Preocupa, entonces, la tendencia política que se puede estar consolidando en el interior de ese alto tribunal, cuando la tradición era la de que debía primar la trayectoria jurídica, particularmente en temas constitucionales y públicos. Al fin y al cabo, las opiniones de los magistrados crean la jurisprudencia mediante la cual se le da desarrollo a la Constitución.

Aunque en la práctica es inevitable la interferencia política en la escogencia y elección de los magistrados de la Corte -puesto que en ella intervienen tanto el Presidente como el Congreso- el tiempo en que ese procedimiento tenía lugar, antes de la reelección, limitaba la influencia de esos intereses.

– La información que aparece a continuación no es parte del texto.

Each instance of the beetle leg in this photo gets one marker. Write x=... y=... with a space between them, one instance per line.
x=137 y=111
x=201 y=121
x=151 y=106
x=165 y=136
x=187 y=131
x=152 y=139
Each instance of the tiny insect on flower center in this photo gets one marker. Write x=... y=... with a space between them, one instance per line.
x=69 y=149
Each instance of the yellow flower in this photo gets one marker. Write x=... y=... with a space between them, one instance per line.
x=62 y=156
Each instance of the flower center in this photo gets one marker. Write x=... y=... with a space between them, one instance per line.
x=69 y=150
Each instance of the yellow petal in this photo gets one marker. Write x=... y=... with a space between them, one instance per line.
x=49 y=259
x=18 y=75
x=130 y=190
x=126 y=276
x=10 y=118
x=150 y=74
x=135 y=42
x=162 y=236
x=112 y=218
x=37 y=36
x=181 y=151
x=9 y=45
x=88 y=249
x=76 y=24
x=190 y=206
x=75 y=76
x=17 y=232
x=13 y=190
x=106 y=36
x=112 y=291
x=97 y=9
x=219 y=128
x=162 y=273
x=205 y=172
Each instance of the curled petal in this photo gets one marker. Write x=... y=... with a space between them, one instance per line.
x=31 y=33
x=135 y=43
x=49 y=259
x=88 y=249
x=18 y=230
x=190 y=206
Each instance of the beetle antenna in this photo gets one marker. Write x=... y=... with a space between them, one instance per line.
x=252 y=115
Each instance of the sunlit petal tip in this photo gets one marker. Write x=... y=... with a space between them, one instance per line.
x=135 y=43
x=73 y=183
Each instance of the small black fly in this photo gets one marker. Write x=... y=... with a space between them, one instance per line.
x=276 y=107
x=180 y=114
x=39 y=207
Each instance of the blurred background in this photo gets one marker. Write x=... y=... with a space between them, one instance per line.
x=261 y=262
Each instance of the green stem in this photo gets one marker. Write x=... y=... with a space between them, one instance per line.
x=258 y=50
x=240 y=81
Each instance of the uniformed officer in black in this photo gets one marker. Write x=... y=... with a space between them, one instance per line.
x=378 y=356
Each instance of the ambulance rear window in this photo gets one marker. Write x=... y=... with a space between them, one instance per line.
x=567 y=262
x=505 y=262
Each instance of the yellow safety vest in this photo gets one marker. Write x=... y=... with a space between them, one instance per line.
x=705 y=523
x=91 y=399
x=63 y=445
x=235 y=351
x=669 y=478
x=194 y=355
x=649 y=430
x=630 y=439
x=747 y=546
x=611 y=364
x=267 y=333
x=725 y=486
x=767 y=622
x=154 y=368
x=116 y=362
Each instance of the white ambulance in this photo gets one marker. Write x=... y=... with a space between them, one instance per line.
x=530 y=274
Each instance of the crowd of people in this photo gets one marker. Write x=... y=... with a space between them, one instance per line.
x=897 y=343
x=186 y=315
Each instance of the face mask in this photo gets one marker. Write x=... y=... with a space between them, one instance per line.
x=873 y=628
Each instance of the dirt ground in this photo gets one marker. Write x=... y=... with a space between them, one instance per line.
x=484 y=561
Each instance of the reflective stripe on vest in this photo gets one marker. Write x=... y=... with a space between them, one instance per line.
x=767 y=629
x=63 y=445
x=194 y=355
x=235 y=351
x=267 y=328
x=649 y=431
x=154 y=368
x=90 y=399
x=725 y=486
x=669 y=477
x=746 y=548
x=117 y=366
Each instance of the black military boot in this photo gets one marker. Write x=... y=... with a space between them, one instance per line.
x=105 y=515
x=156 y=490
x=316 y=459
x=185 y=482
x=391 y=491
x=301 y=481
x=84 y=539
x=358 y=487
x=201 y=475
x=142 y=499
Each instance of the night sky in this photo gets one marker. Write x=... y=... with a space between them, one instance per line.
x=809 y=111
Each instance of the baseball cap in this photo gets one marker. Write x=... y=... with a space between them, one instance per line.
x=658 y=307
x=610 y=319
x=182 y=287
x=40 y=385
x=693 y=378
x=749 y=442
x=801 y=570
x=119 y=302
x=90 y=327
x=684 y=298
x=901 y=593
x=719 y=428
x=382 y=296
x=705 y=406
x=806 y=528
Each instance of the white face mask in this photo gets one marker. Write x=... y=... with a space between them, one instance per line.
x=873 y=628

La experiencia histórica, que recoge la teoría política, señala que no es sano ni prudente que el balance de poderes en un estado democrático se incline hacia cualquier lado, menos hacia quien detenta el Poder Ejecutivo.

Consecuencia esta que no estaba prevista en la Constitución y que se ha presentado a raíz del cambio del "articulito", cuya reforma se pretende hacer una vez más.

No estamos, pues, ante un asunto de menor importancia para la institucionalidad del país. En cierta forma, como ya lo han señalado varias voces respetables, se podría estar empezando a desmontar uno de los pilares básicos de la Constitución de 1991, diseñado como garantía contra cualquier monopolio de poder o de interpretación de sus mandatos.

En este sentido, extrañamos el silencio que guarda la academia, en particular las universidades que tienen facultades de derecho o de ciencias políticas, porque el principio de la separación de poderes, como esencial para la democracia y el estado de derecho, es de las primeras cosas que se les enseñan a los estudiantes.

Echamos realmente de menos que, dada la trascendencia de los cambios institucionales que se están impulsando desde el Gobierno, no haya más discusión sobre sus alcances y consecuencias. Si los partidos políticos no lo hacen, por razones conocidas, que sean las universidades las que lo hagan. Es cuestión de ética.